With failure of the rheumatoid arthritis project TNF-Kinoid at the end of 2014, Neovacs saw its valuation crash (Cyclacel and Neovacs enter the graveyard shift, December 24, 2014). The group’s focus has turned to lupus, with the project IFNα-Kinoid advancing in midstage trials as an immediate benefit of the new funding.

The Paris-based group’s technology seeks to stimulate an immunotherapeutic response by linking a carrier protein called keyhole limpet haemocyanin to an inactivated cytokine – interferon-alfa in the case of the lupus project. Paired with an adjuvant, the agent becomes a therapeutic vaccine that it is hoped will stimulate production of antibodies to modulate the dysregulated protein.

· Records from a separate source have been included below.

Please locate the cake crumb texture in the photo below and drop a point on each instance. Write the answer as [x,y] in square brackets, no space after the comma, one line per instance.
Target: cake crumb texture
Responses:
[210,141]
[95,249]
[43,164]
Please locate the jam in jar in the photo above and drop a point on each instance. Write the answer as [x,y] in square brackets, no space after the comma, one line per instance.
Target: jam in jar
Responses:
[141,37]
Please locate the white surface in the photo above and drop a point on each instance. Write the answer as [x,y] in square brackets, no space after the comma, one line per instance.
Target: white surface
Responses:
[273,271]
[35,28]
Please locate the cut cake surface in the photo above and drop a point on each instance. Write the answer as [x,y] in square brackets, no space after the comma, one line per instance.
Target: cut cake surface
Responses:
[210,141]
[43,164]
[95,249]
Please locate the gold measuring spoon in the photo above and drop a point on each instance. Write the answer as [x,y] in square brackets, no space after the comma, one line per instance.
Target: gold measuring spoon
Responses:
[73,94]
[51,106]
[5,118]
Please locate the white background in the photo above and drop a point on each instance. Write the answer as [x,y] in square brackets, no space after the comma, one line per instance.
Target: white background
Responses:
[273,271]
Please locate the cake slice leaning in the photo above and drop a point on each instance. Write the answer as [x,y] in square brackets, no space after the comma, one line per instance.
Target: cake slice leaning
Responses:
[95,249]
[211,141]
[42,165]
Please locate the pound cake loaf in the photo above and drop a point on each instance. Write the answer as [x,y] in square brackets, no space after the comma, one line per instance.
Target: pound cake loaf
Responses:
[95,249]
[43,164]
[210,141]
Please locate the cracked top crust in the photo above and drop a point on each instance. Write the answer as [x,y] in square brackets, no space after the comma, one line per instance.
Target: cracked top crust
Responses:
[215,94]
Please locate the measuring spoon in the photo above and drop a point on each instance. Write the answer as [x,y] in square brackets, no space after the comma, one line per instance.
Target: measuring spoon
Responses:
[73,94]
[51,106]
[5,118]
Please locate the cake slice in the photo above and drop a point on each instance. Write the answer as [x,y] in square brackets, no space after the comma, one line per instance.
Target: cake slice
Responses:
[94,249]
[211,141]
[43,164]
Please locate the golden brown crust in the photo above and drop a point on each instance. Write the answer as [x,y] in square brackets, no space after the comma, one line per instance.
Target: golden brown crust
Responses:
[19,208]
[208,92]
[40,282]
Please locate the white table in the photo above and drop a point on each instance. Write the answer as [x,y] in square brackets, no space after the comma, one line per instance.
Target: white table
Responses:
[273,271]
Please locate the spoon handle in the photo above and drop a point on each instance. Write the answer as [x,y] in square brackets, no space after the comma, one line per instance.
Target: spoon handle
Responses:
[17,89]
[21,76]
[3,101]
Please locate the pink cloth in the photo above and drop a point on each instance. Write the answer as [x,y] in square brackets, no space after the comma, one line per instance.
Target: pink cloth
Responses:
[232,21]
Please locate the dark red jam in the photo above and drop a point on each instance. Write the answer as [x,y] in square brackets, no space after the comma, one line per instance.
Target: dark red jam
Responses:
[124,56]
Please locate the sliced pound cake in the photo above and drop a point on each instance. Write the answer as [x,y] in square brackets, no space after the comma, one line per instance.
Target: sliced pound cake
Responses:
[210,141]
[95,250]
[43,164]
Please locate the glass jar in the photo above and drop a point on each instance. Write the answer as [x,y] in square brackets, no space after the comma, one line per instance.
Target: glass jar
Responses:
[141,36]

The advantage of this approach is that the antibodies Neovacs has been able to stimulate are polyclonal, binding on multiple epitopes, while the monoclonal antibody that has entered the market in lupus, GlaxoSmithKline’s Benlysta, binds to only one. Furthermore, Mr Sieler says its agents can provoke a sustained immunological response with few injections, while Benlysta requires monthly injections.

Given that Neovacs presented phase I/II data from IFNα-Kinoid nearly four years ago, it is surprising that it has not advanced further. Mr Sieler says that was the result of a decision to prioritise the now-failed rheumatoid arthritis project.

Interferon-alfa was believed to be a good target for lupus treatment at that time, but it had yet to be validated by clinical trials. “For that reason, hoping to minimise the risk, Neovacs took the decision to develop TNF-kinoid in rheumatoid arthritis”, he says.

Since then AstraZeneca has generated positive data for its interferon-targeting antibody anifrolumab, advancing it into phase III. A second Astra antibody called sifalimumab has also performed well in phase II.

Hoping to partner

Indeed, these are just two agents in a growing big pharma pipeline of biologicals nearing key pivotal data points; Benlysta was the first new lupus treatment in 50 years, though projects like UCB’s epratuzumab and Merck KGaA’s atacicept have proceeded slowly.

The late-stage pipeline is dominated by big pharma and biotech, so Neovacs will have its work cut out. All of which is why Mr Sieler is eager to talk about what he hopes is a sustained therapeutic response.

“We know we can divide the annual treatment costs of today at least by three or by four. I’m not making the price policy of the future, but economically this could be feasible. Even biosimilars of the monoclonal antibodies are not a threat for us,” he says.

To get to a stage where price competition is a worry, Neovacs needs IFNα-Kinoid to perform in the clinic. The cash infusion – which came from “NY-based investment funds specialised in biotech” that Mr Sieler would not name – will be used to fund a global phase IIb trial in 166 patients to begin later this year, and a US-based phase IIa trial in 60-80 that will begin six months later.

He says the cash will be sufficient to fund the group for another 12 months without having to tap an equity line with the investment bank Kepler Cheuvreux. In that time, Neovacs will seek regional licensing pacts, particularly in Asia – Mr Sieler is enthusiastic about a South Korean partnership, as lupus is an orphan disorder there and IFNα-Kinoid might be able to win approval on phase IIb data.

Neovacs has a new lease of life, but, as a sign of how far it has to go, shares have not enlivened much on news of the new funding. Having a therapeutic approach that holds the promise of changing treatment paradigms, however, Neovacs has a shot at winning more converts.